Il est vraiment indispensable d’arrêter d’exprimer les résultats des tests de la #COVID_19 en ‘nombre de nouveaux cas’ mais plutôt en un rapport ‘nombre de tests positifs / nombre de tests réalisés’. Et de toujours préciser la proportion des positifs asymptomatiques et symptomatiques légers.

‘Nouveaux cas’ est d’ailleurs inapproprié: il s’agit de ‘cas nouvellement identifiés’, ce qui n’est pas du tout la même chose. Ensuite, ‘identifié’ ne veut pas dire ‘malade’ puisqu’on sait qu’une majorité des cas est asymptomatique. Ceci ne veut pas dire que la donnée ‘nombre de positifs confirmés’ n’est pas utile, les porteurs confirmés étant potentiellement transmetteurs. Elle ne doit pas être escamotée mais, comme elle dépend principalement du nombre de test effectués, elle doit être considérée avec grande prudence et ne peut être brandie à la une des journaux et créer la panique. Le nombre d’hospitalisations qui, dans la crainte d’un débordement des capacités, fut au cœur de la logique du confinement généralisé, reste l’indicateur de choix.

Depuis 5 mois, nous vivons une démonstration permanente de l’importance de l’usage des termes propres pour la clarté des concepts. Un vocabulaire approximatif, souvent dû à une traduction approximative, peut avoir des conséquences majeures sur des décisions qui nous concernent tous.

Titre de @lavenir_net du 26/07/2020

Il est évidemment politiquement incorrect de vouloir relativiser les chiffres et ainsi remettre en cause les dispositions prises au niveau gouvernemental, sous peine d’être considéré comme appelant à la désobéissance civique, ce qui n’est vraiment pas mon intention. Je crois à la nécessité d’une grande prudence.
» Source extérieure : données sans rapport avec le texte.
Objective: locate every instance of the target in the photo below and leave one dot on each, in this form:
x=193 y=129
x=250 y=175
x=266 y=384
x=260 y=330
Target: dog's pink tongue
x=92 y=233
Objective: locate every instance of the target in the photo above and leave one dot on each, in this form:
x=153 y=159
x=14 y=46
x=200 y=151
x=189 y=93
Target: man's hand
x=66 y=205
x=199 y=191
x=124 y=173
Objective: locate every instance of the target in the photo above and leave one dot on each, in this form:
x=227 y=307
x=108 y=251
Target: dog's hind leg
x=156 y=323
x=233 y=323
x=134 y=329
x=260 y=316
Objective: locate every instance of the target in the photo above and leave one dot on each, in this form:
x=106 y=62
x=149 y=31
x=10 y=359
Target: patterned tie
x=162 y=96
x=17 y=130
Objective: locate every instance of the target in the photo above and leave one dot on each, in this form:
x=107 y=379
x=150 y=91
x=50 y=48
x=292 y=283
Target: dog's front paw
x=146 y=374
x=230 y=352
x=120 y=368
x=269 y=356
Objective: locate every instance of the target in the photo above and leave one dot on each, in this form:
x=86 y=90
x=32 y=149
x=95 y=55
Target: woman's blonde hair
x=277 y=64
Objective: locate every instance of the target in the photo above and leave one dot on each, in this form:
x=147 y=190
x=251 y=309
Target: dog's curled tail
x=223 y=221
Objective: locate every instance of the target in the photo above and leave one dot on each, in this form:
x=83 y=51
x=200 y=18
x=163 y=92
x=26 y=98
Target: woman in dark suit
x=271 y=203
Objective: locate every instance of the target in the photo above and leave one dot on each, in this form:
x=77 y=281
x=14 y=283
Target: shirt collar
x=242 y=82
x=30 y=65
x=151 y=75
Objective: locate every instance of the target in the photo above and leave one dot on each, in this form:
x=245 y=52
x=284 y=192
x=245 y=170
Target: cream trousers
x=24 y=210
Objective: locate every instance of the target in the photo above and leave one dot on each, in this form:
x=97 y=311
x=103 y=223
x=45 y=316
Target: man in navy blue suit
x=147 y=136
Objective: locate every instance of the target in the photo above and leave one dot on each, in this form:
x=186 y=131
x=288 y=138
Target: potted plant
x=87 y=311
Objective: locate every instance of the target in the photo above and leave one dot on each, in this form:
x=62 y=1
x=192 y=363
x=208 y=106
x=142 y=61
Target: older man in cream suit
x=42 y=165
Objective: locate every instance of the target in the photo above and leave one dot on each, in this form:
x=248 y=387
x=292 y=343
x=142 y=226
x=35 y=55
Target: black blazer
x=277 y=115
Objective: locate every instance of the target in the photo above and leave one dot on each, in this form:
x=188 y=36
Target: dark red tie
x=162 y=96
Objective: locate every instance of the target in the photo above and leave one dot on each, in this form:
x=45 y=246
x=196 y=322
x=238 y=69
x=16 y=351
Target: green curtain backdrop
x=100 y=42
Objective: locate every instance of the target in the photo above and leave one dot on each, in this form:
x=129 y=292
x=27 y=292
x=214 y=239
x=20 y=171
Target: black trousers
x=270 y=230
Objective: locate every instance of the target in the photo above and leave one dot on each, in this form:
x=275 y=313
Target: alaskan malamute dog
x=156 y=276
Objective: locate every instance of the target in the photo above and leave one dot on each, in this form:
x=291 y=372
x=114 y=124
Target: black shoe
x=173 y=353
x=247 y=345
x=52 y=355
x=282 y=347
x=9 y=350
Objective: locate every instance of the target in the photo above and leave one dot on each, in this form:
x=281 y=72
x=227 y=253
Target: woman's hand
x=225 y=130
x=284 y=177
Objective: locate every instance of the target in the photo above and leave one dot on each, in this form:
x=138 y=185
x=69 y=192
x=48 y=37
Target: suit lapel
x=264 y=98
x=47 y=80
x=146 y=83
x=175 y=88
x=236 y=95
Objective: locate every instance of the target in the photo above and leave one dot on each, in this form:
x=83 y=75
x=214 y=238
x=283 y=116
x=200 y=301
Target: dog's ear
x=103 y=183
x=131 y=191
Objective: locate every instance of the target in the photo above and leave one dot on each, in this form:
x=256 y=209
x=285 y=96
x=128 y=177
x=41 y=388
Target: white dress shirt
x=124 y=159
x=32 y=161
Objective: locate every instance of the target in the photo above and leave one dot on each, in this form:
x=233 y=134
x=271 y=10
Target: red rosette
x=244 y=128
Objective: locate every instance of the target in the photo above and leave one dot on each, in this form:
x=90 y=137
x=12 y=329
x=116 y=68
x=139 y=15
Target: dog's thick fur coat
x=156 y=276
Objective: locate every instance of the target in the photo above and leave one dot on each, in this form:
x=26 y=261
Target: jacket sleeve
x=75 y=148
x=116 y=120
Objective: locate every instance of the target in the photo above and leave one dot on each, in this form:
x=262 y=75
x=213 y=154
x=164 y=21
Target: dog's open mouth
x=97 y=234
Mais si on examine l’impact hospitalier ci-dessous, dans le même article, on comprend que le terme “seconde vague” est franchement abusif.

Infographie du même @lavenir_net du 26/07/2020

On devrait pouvoir inciter à la prudence sans avoir à déformer les données objectives ni instaurer une terreur supposée nécessaire mais dont l’impact sur la vie sociale, les commerces et les autres soins médicaux est de plus en plus dramatique.

Au 26/07/2020, 65.727 cas détectés en Belgique et cumulés sur toute la durée de la pandémie, équivalent à 5.703,3 cas par million, ce qui représente donc 0,5% de la population, donnée qui aide également à relativiser.

Évidemment, je conçois parfaitement que, dans un esprit de prudence que je partage entièrement, il s’avère nécessaire, pour responsabiliser les irresponsables, de prévoir le pire. Dommage qu’il faille déformer la réalité des données pour en arriver là.